Remote Sensing Sensors

• Passive sensors utilize external energy sources (like sun's radiation) or blackbody radiation to detect the reflection of energy.
• Examples: infrared satellite-mounted sensors (like LANDSAT), conventional digital cameras in airplanes, producing highly resolved reference information.
• Active sensors emit their own energy signal to detect the reflected signal.
• Examples: RADAR sensors to depict elevation, SONAR to depict seafloor elevation.

Choropleth Maps

• Choropleth maps represent data through polygons in which each polygon holds a constant attribute value.
• Examples include population density, or election results.
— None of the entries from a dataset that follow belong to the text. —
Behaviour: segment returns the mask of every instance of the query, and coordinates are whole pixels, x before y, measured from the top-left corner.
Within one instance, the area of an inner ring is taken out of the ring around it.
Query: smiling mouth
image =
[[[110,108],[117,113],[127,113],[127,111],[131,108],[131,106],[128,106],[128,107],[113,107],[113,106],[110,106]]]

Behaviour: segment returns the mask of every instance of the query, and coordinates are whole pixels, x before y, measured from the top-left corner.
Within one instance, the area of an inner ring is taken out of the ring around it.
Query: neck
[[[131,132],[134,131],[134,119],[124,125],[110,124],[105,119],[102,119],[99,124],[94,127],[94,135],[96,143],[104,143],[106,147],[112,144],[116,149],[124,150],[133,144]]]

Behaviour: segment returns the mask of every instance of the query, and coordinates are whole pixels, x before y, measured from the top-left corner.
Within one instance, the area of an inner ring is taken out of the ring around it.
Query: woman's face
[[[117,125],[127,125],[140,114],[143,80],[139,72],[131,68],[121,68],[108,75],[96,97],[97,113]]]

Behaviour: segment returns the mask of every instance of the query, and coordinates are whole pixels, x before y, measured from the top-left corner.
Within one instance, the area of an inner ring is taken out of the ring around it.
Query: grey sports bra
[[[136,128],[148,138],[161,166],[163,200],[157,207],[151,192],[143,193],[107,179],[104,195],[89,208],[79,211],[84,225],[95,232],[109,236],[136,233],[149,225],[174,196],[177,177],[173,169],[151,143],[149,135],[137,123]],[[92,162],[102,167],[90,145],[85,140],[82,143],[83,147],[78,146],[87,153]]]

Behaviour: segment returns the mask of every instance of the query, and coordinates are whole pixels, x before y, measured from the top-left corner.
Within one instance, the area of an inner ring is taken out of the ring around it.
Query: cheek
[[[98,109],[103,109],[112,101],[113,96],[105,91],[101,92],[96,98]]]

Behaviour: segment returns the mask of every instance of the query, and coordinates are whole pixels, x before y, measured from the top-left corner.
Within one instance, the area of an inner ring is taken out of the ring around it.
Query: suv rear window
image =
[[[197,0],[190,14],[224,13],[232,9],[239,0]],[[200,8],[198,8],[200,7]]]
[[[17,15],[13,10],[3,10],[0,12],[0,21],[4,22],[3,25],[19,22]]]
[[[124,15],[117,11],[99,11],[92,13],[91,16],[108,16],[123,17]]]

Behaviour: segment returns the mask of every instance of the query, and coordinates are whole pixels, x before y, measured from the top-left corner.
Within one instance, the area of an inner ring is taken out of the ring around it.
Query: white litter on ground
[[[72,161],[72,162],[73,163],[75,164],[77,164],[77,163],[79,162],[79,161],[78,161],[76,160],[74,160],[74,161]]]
Multivariate Representation

• A multivariate representation allows multiple attribute values to be carried by a single symbol.
• An example is a naval chart where arrows represent currents, showing speed by their color and direction by their orientation.

Measuring Distance on Ellipsoidal Earth

• Errors arise when measuring distances on a plane projection of an ellipsoid Earth due to several sources:
• Choice of distance metric: choosing between Pythagorean, and Great circle metric.
• Projection methods and map scale have a substantial effect on results.
• Error magnitude also depends of the degree of geographic generalization.